DCM & prcd-PRA
Currently in Giant Schnauzers we have mainly two DNA tests available to assist breeders with breeding decisions that relate to specific health conditions. The first is for a particular type of Progressive Retinal Atrophy; prcd-PRA which causes blindness, and the second is for one type of Dilated Cardiomopathy (DCM) that usually occurs in young dogs and is a heart condition that is often fatal. Both of these DNA tests are for conditions classed as autosomal recessive.
This means a dog must inherit two copies of an abnormal gene before its health is affected. Each dog inherits one copy of a gene from its mother and one from its father. If the health status of both sire and dam are known, the likely health status of any puppies produced can be predicted. A dog can be used responsibly in a breeding programme without the risk of producing clinically affected puppies, PROVIDED THE RIGHT MATE IS SELECTED.
For both the prcd-PRA and DCM DNA tests the result will be either clear, carrier or affected.

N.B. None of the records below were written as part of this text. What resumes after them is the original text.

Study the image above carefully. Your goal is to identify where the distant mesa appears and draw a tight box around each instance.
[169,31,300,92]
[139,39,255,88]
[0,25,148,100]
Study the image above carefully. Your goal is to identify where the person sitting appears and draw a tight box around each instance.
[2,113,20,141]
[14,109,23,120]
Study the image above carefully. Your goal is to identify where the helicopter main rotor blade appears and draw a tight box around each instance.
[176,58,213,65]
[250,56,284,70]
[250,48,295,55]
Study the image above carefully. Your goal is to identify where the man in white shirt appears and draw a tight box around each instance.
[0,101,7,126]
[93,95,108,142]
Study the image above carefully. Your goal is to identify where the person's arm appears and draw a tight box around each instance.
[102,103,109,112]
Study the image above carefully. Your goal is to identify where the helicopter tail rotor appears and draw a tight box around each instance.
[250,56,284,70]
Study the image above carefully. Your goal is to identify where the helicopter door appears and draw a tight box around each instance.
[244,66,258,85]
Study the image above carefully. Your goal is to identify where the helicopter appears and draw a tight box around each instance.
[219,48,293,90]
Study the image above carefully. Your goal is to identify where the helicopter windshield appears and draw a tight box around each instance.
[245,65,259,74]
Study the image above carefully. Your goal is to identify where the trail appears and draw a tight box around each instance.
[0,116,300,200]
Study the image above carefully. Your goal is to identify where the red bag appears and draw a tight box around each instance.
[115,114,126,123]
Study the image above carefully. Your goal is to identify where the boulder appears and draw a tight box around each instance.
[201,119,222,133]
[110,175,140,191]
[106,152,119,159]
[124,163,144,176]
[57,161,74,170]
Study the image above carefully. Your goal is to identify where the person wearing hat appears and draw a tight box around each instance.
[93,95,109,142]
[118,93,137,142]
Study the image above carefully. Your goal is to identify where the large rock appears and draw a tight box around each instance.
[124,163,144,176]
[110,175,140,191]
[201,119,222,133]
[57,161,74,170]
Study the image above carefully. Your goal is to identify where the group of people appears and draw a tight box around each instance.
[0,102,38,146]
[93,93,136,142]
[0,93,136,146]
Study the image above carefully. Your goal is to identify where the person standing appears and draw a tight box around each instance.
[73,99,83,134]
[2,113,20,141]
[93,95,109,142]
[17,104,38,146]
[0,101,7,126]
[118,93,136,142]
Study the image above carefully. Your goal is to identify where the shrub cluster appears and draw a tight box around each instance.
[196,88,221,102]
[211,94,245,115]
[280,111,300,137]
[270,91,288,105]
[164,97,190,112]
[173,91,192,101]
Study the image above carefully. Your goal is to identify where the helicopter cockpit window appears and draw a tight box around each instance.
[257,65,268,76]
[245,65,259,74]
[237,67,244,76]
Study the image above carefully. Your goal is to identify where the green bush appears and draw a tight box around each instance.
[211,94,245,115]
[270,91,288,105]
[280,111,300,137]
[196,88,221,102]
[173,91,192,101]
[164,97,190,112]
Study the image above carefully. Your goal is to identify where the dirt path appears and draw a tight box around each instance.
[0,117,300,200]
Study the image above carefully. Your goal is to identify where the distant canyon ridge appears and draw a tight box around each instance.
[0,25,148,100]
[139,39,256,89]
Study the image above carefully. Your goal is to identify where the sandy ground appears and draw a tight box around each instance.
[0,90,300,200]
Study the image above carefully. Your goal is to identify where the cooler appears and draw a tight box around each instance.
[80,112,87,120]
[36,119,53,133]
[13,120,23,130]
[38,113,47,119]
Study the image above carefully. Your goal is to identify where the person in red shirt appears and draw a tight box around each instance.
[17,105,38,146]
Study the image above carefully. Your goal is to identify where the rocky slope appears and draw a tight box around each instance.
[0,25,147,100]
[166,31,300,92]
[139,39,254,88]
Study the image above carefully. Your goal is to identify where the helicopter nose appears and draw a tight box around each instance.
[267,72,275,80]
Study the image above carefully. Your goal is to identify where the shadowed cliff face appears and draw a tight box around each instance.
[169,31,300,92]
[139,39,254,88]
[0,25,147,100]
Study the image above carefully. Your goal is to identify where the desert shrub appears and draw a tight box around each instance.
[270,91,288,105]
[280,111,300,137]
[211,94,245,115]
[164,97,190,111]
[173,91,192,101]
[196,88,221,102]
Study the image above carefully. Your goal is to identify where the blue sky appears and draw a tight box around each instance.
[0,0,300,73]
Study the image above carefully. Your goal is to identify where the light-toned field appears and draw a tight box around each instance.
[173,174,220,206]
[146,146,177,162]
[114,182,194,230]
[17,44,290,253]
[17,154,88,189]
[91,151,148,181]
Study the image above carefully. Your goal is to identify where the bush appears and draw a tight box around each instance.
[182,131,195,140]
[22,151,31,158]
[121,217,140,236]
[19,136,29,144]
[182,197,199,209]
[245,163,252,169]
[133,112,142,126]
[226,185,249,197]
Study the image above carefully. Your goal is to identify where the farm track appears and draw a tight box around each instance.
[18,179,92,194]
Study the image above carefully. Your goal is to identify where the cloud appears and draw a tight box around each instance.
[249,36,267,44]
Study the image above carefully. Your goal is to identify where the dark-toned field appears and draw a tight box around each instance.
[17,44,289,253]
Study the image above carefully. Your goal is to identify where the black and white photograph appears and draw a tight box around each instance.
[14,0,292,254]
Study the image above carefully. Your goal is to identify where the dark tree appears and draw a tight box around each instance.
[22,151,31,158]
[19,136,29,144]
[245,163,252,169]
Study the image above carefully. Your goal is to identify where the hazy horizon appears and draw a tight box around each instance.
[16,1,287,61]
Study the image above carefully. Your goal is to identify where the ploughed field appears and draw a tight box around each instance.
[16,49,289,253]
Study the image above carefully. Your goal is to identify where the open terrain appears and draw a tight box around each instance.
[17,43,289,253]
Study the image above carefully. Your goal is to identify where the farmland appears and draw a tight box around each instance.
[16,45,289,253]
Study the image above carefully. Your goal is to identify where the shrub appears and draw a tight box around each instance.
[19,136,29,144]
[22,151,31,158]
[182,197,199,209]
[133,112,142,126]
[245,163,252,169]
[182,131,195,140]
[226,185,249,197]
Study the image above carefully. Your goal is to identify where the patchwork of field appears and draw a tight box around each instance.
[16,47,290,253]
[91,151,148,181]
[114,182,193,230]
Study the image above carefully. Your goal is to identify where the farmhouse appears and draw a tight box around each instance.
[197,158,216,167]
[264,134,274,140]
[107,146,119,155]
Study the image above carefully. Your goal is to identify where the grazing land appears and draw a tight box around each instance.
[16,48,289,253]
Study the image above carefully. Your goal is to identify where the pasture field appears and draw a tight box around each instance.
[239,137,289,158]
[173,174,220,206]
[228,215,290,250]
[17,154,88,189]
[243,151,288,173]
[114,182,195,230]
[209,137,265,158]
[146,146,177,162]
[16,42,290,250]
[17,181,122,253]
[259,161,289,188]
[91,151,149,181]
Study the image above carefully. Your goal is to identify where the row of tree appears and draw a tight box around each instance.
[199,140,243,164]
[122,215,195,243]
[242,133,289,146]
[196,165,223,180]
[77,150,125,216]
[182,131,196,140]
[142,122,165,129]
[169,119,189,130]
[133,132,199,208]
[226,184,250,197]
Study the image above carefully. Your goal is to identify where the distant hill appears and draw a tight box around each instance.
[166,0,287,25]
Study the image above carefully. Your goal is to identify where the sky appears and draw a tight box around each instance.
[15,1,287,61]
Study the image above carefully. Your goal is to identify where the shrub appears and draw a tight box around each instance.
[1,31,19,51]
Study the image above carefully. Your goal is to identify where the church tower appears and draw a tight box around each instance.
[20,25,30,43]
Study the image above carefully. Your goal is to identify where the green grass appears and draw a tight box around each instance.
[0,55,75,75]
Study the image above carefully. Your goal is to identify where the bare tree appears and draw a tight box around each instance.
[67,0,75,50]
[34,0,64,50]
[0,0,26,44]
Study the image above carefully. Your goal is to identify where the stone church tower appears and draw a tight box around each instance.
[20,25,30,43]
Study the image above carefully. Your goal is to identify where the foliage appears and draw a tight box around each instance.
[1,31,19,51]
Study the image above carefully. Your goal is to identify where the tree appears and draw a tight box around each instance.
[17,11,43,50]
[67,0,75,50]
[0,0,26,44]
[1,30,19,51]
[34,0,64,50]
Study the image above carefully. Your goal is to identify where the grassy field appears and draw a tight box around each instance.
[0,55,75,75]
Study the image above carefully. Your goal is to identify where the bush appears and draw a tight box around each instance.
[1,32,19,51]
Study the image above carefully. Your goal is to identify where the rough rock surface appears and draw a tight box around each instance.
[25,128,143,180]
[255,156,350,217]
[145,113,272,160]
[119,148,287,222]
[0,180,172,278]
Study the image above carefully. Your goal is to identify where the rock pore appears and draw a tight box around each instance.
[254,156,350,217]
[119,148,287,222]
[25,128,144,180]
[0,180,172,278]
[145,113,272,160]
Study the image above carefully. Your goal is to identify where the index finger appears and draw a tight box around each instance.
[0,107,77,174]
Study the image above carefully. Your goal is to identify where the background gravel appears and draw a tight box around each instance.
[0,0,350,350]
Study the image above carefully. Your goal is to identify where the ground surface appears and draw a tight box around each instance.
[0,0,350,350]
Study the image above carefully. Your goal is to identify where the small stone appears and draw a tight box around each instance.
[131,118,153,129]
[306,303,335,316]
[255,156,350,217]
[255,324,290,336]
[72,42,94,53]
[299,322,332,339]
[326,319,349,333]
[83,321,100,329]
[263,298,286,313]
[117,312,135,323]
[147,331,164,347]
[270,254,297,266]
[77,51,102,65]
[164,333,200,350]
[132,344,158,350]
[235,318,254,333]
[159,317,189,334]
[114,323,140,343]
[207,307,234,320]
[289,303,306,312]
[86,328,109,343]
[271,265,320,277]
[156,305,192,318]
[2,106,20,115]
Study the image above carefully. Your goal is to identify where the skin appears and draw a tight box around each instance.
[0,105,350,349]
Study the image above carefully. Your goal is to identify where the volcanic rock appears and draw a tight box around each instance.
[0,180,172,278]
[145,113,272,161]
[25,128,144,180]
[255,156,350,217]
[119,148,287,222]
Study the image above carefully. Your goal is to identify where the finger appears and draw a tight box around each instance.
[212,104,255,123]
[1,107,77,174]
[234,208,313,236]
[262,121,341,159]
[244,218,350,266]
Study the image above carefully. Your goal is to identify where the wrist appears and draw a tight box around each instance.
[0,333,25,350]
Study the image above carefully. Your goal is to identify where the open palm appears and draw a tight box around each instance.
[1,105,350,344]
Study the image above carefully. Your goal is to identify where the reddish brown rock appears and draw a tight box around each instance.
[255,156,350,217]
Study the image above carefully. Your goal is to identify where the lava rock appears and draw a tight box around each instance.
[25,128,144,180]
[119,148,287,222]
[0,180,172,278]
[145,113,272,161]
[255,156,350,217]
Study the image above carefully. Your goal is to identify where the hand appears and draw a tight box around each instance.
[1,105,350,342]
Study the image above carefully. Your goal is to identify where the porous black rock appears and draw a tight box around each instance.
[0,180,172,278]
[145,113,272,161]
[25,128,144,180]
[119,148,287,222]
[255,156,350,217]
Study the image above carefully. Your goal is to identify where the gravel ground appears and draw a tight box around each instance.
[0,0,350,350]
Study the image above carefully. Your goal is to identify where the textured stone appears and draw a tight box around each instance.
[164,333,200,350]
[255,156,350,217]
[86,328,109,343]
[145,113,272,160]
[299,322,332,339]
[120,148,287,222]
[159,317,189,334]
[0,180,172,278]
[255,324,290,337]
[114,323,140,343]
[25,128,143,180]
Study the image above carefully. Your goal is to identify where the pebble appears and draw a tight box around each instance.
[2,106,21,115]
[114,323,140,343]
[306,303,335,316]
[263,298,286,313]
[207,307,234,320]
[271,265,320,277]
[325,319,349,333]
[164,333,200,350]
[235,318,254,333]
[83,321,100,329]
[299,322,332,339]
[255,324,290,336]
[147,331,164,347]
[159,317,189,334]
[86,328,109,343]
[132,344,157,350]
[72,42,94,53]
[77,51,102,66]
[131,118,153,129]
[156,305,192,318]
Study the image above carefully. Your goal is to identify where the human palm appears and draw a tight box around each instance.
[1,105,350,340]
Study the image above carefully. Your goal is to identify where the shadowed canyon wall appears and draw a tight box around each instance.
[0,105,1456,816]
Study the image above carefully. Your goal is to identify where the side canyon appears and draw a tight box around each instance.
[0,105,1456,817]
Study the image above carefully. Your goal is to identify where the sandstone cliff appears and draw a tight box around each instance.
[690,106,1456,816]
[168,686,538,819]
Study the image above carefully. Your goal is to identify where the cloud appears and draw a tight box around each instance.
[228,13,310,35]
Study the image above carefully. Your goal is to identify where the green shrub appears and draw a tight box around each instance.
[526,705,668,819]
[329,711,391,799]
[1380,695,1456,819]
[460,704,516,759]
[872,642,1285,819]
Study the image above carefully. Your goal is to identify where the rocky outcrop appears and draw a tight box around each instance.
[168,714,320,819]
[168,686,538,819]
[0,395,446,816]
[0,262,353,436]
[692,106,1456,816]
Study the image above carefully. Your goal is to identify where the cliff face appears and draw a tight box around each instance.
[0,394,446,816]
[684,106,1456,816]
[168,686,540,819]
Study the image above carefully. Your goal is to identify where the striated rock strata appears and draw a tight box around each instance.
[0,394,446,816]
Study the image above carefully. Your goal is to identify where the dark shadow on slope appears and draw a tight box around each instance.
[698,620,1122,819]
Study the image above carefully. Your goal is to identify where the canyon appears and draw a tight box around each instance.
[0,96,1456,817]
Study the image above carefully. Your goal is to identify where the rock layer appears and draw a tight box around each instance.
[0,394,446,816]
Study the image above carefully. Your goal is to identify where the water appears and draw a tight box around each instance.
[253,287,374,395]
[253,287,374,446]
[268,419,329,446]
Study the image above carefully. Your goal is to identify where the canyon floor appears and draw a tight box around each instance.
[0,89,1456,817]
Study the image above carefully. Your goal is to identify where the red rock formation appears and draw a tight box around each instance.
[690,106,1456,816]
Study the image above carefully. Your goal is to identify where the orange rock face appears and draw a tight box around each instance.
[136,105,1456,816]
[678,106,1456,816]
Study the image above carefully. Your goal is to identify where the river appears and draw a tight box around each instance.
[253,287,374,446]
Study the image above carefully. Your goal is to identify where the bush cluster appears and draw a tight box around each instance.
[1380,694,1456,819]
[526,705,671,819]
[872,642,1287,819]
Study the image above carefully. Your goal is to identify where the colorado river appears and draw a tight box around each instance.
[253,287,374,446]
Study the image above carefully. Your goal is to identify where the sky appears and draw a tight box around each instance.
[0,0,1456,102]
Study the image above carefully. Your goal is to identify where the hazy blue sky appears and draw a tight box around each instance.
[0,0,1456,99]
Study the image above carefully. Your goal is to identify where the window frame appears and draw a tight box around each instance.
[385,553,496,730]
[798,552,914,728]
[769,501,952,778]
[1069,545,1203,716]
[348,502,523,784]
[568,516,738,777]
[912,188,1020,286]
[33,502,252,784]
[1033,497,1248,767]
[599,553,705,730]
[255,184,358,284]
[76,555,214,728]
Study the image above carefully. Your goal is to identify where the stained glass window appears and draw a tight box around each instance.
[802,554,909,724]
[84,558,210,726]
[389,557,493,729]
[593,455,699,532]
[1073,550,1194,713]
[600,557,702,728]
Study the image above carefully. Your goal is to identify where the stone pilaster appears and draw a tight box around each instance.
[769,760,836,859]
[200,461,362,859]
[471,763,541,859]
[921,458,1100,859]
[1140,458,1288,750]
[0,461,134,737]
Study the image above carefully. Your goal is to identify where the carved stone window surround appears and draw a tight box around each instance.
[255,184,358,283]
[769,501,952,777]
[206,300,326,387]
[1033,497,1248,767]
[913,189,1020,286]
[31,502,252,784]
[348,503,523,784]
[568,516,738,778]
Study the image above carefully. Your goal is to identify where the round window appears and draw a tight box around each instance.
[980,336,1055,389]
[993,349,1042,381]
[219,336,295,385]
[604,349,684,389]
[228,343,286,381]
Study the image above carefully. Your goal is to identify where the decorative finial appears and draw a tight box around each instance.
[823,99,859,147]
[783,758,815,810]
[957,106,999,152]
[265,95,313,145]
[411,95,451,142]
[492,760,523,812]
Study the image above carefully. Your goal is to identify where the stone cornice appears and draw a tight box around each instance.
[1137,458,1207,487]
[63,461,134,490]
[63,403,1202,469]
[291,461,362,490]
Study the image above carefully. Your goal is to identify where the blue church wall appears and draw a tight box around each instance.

Clear means the dog doesn’t have any copies of the abnormal gene and will not be clinically affected by the disorder. Only a normal copy of the gene will be passed to any offspring. Clear dogs can be mated to any dog without producing affected puppies.
Carrier means the dog has one copy of the normal gene and one copy of the abnormal gene. The dog will not usually be clinically affected by the disorder, but will pass on either one copy of the normal gene, or one copy of the abnormal gene to its offspring. Carrier dogs can only be mated to clear dogs.
Affected means the dog has two copies of the abnormal gene and will be clinically affected by the disorder. An abnormal copy of the gene will be passed on to any offspring. Affected dogs could only be mated to clear dogs without risking producing affected puppies, however all resulting puppies will be carriers. Mating an affected dog to a carrier, or another affected dog is putting the health of future puppies at risk.
Producing affected puppies that will develop prcd-PRA or DCM will have a serious impact on their health and welfare. A mating which may produce affected puppies should not be carried out i.e. a carrier should not be bred to another carrier, or an affected, and affected dogs should not be bred together.
The Kennel Club advise that when used responsibly, carriers are an important part of any breeding plan and should not be overlooked. By breeding from carriers, you can keep good, healthy dogs in the breeding population, helping to maintain genetic diversity. However, it would be beneficial to DNA test offspring (particularly those that may be bred from) with the aim of producing only clear puppies in any future generations, thereby reducing the frequency of the abnormal gene in the breed. New owners of any potential carrier puppies should be informed, and placing breeding endorsements and appropriately written contracts may help to ensure they are not bred to another carrier or affected dog in the future.
Similarly, an affected dog with such an autosomal recessive condition could still theoretically be used in a breeding programme, but this will very much be dependent on the condition and whether the dog’s welfare would be affected by the mating/whelping process e.g. such as with a serious heart condition like DCM. An affected dog should not be bred to a carrier or another affected dog as affected puppies will result.
The Kennel Club also point out that a carrier or affected dog should not be “over used”. Over using these dog’s risks increasing the frequency of the faulty gene within the population, making it more difficult for future generations to breed without increasing the risk of producing affected dogs.
The aim should be to produce unaffected puppies, maintain genetic diversity and minimise the number of carriers within the population.